Basın açıklamasının metni:
FİŞLEME REZALETİ HAKKINDA MİT KAMUOYUNA AÇIKLAMA YAPMALIDIR!
30 Nisan 2010
Vakit Gazetesinde 29 Nisan tarihinde yayınlanan "Çok Gizli" damgalı MİT raporu Türkiye'de fişleme-yaftalama geleneğinin kolayca tasfiye edilemeyecek bir hastalık olduğunun bir kere daha teyidi olmuştur. Ne enteresandır ki, bir yanda devlet içindeki illegal yapılanmaların ve bilhassa da Ergenekon adı verilen çetenin kirli icraatları ve karanlık senaryolarının ifşa edildiği bir süreç yaşanırken, aynı anda devlet kurumlarının halkı düşmanlaştırma mantığını yansıtır tarzda çalışmalarını aynen sürdürdükleri görülmektedir.

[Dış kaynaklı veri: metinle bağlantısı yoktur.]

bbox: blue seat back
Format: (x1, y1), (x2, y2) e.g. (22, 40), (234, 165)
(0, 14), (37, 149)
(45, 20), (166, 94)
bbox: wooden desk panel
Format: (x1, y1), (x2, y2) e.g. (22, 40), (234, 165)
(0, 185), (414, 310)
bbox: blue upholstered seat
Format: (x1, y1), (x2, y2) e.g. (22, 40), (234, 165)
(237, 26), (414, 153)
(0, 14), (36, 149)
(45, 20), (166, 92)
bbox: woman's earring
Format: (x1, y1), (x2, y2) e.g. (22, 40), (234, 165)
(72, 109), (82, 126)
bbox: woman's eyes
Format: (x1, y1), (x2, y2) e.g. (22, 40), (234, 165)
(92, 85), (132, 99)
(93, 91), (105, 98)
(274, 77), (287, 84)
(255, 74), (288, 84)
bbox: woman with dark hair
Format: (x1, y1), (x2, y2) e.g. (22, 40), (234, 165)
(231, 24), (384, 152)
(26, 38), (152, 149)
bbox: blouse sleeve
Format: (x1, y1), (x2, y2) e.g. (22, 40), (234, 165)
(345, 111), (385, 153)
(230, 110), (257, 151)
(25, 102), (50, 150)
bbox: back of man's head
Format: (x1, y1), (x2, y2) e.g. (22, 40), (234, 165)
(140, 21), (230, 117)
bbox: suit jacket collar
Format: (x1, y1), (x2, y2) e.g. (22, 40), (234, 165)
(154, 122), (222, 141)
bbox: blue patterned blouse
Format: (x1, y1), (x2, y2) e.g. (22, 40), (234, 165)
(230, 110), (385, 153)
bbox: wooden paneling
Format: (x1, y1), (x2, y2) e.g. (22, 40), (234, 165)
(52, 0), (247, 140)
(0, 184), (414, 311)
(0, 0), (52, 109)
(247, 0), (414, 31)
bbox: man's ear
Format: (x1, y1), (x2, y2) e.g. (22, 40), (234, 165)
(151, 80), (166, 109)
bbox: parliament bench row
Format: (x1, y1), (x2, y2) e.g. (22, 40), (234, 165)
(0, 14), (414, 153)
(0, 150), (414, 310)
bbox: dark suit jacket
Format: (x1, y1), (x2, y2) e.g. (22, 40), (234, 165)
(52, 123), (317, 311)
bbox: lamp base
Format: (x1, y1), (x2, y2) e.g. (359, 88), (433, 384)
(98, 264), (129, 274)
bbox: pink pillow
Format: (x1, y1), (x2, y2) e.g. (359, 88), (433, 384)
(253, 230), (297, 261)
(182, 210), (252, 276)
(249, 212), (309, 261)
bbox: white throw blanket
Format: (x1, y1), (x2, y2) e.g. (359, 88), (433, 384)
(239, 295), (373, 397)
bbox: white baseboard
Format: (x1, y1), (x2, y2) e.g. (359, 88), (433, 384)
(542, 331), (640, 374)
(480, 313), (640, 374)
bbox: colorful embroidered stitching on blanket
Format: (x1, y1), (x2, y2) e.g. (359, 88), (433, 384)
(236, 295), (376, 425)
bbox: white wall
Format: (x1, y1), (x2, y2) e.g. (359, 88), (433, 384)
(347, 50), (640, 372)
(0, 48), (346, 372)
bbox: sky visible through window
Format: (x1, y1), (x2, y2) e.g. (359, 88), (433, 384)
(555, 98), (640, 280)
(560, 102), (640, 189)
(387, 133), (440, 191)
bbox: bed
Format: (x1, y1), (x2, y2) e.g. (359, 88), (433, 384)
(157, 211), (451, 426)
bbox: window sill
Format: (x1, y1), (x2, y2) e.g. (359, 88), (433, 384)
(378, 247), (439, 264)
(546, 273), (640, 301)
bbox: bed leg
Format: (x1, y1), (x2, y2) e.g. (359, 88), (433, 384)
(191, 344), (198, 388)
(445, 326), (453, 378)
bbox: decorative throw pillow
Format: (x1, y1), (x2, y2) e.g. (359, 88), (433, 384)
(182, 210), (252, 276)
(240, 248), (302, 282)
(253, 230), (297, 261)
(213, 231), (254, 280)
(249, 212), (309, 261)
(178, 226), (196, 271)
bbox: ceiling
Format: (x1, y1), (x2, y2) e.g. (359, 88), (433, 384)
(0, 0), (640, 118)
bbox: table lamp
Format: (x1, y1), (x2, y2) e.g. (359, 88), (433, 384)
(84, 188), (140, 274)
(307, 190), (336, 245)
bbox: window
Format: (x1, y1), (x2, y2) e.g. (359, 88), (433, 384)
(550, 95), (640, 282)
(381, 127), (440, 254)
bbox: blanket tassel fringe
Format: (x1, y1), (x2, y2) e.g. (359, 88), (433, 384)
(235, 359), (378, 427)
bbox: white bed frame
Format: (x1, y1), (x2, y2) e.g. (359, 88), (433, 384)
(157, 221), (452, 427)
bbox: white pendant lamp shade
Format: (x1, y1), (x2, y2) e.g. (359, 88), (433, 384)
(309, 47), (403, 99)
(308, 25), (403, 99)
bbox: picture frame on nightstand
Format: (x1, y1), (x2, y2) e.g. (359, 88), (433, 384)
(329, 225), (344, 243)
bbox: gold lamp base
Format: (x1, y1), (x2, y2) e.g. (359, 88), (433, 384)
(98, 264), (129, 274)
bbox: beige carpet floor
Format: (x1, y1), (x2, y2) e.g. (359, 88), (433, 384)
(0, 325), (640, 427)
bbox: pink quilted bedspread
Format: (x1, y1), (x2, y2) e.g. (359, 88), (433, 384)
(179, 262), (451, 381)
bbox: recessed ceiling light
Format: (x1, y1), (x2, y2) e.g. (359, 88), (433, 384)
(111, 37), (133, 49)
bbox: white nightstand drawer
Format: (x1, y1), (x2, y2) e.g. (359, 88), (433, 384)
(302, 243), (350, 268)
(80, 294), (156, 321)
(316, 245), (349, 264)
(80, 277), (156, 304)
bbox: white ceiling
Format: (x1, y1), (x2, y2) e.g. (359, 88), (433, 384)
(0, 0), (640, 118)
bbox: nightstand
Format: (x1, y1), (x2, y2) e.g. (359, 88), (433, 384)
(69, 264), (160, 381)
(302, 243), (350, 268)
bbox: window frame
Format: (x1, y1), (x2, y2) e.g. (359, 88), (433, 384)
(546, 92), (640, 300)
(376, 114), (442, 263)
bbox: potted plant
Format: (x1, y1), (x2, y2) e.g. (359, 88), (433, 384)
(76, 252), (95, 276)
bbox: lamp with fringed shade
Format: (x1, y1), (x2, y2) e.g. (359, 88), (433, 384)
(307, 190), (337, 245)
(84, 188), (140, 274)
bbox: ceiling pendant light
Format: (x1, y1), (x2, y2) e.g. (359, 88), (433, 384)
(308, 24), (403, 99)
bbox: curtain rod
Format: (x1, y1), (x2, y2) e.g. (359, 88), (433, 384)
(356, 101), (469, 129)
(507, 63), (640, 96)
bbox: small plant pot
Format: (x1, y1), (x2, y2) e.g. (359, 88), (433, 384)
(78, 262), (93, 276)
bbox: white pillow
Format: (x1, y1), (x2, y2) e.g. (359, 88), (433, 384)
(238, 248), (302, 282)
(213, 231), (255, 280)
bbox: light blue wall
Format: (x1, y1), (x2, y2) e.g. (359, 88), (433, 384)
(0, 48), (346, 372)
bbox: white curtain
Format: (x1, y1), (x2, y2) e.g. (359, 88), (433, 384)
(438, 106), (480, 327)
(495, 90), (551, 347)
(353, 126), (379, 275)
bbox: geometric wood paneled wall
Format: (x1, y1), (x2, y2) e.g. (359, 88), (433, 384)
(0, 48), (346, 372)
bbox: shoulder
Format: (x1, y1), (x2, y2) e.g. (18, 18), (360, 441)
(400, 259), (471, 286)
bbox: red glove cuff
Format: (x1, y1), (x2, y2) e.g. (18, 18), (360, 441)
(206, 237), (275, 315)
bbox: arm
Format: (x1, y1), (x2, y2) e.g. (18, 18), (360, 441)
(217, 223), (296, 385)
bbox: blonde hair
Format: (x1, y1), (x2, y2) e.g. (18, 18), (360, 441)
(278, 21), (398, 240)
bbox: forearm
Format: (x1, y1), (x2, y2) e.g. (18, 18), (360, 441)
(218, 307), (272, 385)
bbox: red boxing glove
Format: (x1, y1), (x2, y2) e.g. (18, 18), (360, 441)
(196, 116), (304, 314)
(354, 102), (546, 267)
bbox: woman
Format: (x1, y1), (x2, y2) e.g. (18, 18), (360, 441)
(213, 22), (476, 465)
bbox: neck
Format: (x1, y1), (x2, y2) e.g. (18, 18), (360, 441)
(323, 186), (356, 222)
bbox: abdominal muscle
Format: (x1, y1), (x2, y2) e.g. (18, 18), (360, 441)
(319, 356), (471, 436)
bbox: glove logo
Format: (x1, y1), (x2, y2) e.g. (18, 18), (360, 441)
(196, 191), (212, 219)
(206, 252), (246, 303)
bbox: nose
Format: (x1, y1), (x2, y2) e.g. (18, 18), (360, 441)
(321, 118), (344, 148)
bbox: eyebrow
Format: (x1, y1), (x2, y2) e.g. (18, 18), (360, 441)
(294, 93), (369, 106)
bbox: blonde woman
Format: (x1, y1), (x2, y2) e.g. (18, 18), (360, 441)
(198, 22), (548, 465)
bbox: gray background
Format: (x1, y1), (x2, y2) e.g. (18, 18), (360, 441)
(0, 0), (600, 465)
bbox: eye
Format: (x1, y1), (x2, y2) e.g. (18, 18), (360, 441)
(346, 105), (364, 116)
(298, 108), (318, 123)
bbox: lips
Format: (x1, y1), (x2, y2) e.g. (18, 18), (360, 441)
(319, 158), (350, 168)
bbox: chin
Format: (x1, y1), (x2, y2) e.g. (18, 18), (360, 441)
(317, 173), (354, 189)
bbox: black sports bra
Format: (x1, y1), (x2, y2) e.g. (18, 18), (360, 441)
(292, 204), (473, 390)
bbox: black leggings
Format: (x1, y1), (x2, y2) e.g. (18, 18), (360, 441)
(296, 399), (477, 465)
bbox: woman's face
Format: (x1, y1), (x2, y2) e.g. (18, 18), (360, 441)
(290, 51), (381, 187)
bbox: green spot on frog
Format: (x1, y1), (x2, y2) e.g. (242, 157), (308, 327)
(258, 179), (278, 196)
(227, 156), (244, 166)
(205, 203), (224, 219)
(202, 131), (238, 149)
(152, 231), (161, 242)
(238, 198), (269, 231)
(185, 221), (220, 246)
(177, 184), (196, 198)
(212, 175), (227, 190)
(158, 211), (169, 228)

Gazetede MİT raporu olarak yayınlanan ve "Güvenlik İstihbaratı Başkanlığı Yıkıcı Dini Faaliyetler Başkanlığı 2010 Yılı Hedef Öncelik Tablosu" başlıklı çizelgede birtakım örgütlerin, kuruluşların ve çevrelerin isimlerinin yer aldığı görülmektedir. 2009 yılında yayınlanmış çizelgeye bazı eklemeler yapılarak hazırlanmış ve dereceler şeklinde kategorilere ayrılmış bu listede İslami kimlikli illegal yapılanmalar yanında kitlesel tabana sahip cemaatlerin ve yasal zeminde faaliyet gösteren vakıf, dernek gibi örgütlerin de yer aldığı görülmektedir.

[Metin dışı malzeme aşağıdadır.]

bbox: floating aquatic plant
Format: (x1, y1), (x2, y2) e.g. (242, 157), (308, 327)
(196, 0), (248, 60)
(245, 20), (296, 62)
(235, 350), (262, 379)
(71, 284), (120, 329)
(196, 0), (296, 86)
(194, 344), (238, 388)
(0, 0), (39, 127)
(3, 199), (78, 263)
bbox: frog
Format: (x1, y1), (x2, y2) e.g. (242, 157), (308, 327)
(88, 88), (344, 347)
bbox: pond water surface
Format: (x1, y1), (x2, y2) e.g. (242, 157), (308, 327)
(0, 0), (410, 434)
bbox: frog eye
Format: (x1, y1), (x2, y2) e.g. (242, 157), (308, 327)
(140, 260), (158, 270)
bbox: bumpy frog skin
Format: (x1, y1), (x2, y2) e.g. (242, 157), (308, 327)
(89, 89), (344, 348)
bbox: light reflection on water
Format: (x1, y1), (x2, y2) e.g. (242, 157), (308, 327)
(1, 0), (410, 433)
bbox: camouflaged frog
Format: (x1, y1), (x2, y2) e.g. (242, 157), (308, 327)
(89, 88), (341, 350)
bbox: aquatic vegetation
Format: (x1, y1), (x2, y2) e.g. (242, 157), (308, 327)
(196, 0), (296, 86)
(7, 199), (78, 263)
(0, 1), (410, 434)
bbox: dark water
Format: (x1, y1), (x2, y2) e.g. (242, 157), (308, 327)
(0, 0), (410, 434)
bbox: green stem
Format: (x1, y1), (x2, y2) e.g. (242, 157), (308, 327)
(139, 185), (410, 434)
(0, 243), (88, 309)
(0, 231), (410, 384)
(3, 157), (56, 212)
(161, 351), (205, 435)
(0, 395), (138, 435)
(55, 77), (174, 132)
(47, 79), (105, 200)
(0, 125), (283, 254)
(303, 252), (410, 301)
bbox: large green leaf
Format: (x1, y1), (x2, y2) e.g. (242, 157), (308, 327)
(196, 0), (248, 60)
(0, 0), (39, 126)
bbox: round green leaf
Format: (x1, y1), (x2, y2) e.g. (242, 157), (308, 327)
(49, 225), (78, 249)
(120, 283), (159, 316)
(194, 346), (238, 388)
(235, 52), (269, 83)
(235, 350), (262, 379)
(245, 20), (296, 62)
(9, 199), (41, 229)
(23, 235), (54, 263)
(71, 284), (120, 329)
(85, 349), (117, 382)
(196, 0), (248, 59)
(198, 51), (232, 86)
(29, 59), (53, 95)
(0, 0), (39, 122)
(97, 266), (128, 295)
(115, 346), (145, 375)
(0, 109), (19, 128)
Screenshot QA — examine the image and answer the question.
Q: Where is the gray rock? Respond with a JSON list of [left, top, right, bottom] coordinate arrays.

Fethullah Gülen Cemaatinden Süleymancılara, İHH'dan Mazlum-Der'e, Akder'e, Asder'e ve daha bir dizi isme yer verilen bu liste İslami duyarlılığa sahip toplumsal çabaları tehdit olarak algılayan paranoyak bir mantığın uzantısıdır. Yasal zeminde kurulmuş ve faaliyet yürüten yardım kuruluşlarını, insan hakları örgütlerini, üniversitede ve orduda ayrımcılığa maruz kalan mağdurların hak arama çabalarını "yıkıcı dini faaliyet" başlığı altında yaftalayan bu tür bir zihniyet hukuk devleti olma önünde en büyük engellerden biridir.

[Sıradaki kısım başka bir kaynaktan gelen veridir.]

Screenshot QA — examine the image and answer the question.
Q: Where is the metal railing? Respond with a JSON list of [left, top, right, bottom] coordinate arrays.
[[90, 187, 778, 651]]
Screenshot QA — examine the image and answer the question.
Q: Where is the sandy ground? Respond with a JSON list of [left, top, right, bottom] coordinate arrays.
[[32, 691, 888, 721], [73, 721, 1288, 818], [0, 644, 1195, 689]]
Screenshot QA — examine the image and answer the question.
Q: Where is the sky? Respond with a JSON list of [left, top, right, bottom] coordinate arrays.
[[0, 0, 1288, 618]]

"İrticayla Mücadele Eylem Planı" adlı darbe hazırlığının sorumluları hakkında dava açıldığının duyurulduğu bir günde basına yansıyan bu belge traji komik bir durum arzetmiştir. Bir yandan kirli senaryolara bulaşan unsurları açığa çıkarma ve Genelkurmay korumasından kurtarabilirse yargı önüne çıkartma mücadelesi veren hükümetin, doğrudan kendi denetimi altındaki bir kurumda hazırlanan senaryolara ilgisiz kalması büyük bir çelişki demektir. Başbakanlık, yanı başındaki Dursun Çiçekleri ihmal etmemelidir.
İlgili bir dairesi tarafından hazırlandığı iddia edilen bu belge konusunda MİT kamuoyuna derhal bir açıklama yapmalı ve yasal temelde faaliyet gösteren kuruluşların hangi yetki ve hakla bu şekilde illegal bir çerçeveye oturtulduğunun hesabı verilmelidir. İslami çabaların bu şekilde karalanması, yaftalanması açıkça hukuksuz bir eylem, aynı zamanda halka düşmanlıktır. Darbecilikle etkili bir mücadele yürütmek isteyen herkes ve her kurum öncelikle bu hastalıklı zihniyetin yansımalarından kendini tümüyle arındırmalıdır.